Die Implementierung wird dann hinsichtlich ihrer Vor- und Nachteile getestet und evaluiert sowie eine Studie zu technischer und ökonomischer Skalierbarkeit auf nationaler oder internationaler Ebene durchgeführt. Alle Evaluationen erfolgen stets aus neutraler, wissenschaftlicher Sicht. Insbesondere wird der Mehrwert der Lösung stets aus technischer, ökonomischer, rechtlicher und gesellschaftlicher Sicht betrachtet, ohne einseitig aus einer Sicht von Unternehmen, dem Regulator oder anderen Entitäten zu argumentieren. Neben regulatorischen und makroökonomischen Aspekten sollen auch die Potenziale der Lösung oder ihrer technischen Bausteine und mögliche Wettbewerbsvorteile für Unternehmen, die früh beginnen selbstverwaltete Identitäten in ihre Prozesse aufzunehmen, herausgearbeitet werden. Dies umfasst eine Definition des Zielmarktes, qualitative und quantitative Marktanalysen, die Konzeptionierung von Geschäftsmodellen und Ausarbeitung von Quantifizierungsansätzen für Nachhaltigkeit. Auch die Öffentlichkeitsarbeit sowie Kommunikation in Gesellschaft, Politik und Wissenschaft in Form von Seminaren und Publikationen stehen dabei im Zentrum der Aktivitäten. 

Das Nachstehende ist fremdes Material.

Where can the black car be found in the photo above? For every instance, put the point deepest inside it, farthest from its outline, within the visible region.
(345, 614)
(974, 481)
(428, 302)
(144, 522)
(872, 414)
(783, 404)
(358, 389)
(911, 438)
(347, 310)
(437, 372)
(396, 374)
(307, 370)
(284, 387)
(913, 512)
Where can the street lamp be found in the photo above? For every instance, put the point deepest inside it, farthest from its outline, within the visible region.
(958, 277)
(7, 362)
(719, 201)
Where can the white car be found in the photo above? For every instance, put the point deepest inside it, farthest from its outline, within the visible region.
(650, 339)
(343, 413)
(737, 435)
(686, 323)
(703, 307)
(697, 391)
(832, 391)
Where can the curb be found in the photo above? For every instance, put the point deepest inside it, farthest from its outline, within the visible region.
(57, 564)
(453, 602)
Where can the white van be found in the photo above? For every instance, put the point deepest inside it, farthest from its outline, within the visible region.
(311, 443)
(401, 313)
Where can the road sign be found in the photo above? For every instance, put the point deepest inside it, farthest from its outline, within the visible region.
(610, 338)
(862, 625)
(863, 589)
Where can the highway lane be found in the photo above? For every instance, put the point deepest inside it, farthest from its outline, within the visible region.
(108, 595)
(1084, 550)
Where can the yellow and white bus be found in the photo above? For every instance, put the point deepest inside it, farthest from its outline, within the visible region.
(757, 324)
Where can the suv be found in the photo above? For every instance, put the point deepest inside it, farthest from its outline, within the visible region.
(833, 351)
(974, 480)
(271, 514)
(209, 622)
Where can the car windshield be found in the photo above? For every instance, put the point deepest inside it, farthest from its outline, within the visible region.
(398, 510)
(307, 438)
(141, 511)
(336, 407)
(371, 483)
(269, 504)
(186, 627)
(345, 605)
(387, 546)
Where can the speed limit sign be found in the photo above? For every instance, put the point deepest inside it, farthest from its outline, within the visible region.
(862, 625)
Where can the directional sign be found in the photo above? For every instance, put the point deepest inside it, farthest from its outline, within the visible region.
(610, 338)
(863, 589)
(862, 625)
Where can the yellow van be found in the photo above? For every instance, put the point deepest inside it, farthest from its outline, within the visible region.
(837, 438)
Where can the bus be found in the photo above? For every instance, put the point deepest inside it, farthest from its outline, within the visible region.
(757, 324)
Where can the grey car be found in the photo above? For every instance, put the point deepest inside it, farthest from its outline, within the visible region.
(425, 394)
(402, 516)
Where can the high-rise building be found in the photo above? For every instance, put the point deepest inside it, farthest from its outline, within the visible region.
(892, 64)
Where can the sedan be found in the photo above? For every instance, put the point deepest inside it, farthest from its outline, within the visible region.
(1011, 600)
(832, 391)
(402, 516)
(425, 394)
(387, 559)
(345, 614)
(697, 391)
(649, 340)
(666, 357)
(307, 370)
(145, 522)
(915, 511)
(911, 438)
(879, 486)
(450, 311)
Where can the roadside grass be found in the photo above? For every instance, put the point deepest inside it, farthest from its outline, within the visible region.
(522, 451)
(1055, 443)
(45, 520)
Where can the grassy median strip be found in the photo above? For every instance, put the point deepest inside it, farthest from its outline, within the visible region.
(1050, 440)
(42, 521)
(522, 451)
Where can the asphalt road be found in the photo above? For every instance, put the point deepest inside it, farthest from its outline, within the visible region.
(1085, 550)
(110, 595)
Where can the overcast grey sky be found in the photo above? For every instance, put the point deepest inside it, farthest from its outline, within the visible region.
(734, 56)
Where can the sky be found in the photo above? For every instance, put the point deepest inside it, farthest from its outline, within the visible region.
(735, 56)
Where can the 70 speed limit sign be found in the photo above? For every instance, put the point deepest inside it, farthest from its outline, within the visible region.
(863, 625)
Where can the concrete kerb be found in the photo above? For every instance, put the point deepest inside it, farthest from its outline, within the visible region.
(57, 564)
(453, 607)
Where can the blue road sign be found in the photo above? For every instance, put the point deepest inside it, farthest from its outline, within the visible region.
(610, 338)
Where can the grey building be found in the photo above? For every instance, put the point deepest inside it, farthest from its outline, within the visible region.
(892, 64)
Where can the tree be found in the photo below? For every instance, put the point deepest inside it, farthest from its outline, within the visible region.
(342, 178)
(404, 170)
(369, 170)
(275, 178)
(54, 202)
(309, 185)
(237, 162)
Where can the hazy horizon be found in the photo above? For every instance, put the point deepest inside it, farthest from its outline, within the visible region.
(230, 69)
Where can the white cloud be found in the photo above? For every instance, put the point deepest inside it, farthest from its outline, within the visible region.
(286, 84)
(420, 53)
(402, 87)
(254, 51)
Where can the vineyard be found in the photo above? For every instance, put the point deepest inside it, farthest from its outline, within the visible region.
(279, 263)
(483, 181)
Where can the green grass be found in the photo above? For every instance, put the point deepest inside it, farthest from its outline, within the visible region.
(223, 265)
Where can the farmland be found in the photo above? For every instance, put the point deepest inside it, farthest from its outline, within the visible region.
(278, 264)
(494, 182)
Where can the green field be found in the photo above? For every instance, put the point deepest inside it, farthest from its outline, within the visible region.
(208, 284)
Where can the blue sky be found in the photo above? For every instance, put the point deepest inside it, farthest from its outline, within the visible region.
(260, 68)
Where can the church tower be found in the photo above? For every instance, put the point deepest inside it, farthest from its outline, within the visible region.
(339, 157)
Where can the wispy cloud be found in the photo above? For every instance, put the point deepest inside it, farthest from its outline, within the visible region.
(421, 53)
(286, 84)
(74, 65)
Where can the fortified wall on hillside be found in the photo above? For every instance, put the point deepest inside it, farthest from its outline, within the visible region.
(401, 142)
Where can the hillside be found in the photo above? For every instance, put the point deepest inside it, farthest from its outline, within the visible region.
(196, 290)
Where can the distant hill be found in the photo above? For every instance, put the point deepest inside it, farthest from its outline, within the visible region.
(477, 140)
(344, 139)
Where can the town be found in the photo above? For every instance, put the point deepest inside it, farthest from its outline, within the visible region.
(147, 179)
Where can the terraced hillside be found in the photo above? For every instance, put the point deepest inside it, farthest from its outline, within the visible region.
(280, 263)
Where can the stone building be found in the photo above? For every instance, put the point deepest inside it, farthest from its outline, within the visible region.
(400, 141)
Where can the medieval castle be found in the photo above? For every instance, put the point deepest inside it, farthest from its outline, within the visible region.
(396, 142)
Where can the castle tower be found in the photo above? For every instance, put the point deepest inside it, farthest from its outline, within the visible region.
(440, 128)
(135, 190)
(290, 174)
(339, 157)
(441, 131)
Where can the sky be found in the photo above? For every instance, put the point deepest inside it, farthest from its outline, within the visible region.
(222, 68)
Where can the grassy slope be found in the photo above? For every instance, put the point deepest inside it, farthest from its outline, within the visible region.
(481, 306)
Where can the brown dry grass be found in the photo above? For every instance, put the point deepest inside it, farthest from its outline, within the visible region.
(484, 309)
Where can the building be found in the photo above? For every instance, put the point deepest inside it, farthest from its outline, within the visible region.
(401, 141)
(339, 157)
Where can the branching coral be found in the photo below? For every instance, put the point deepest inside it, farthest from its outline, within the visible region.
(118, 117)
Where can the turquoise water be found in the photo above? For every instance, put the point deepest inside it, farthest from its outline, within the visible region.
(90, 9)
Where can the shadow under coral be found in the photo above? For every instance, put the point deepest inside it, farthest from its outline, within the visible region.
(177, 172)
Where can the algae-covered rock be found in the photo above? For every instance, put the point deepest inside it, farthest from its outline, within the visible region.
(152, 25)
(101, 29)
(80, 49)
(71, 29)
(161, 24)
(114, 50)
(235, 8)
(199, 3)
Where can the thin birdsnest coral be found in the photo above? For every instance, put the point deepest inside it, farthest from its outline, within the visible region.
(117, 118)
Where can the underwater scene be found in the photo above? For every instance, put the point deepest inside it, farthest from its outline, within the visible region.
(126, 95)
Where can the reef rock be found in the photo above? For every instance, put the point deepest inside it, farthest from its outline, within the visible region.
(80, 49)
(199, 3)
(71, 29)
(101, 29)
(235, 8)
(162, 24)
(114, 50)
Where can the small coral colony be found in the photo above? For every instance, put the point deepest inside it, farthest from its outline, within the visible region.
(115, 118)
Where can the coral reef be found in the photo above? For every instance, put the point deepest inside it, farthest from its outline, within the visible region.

Schließlich sollen die Vorgehensweise auf einem bislang kaum erforschten Gebiet, die jeweiligen positiven Erfahrungen und einhergehenden Herausforderungen, sowie die Verwertbarkeit der Erkenntnisse in zukünftigen Projekten durch eine wissenschaftliche Evaluation des gesamten Arbeitspakets transparent gemacht werden und die Ergebnisse dieser Nachbereitung kommuniziert werden. Das zentrale Ergebnis des Teilvorhabens sind damit die Konzeptionierung, Erprobung und Evaluierung einer breiten, sicheren, interoperablen Anwendung selbstsouveräner digitaler Identitäten im Energiekontext mit neuen Möglichkeiten für Unternehmen, Politik und Verbraucher, CO2-Fußabdrücke zu ermitteln und darauf basierend neue transparente Konzepte für Klimaschutz sowie innovative Geschäftsmodelle und Nachhaltigkeitskonzepte zu entwickeln.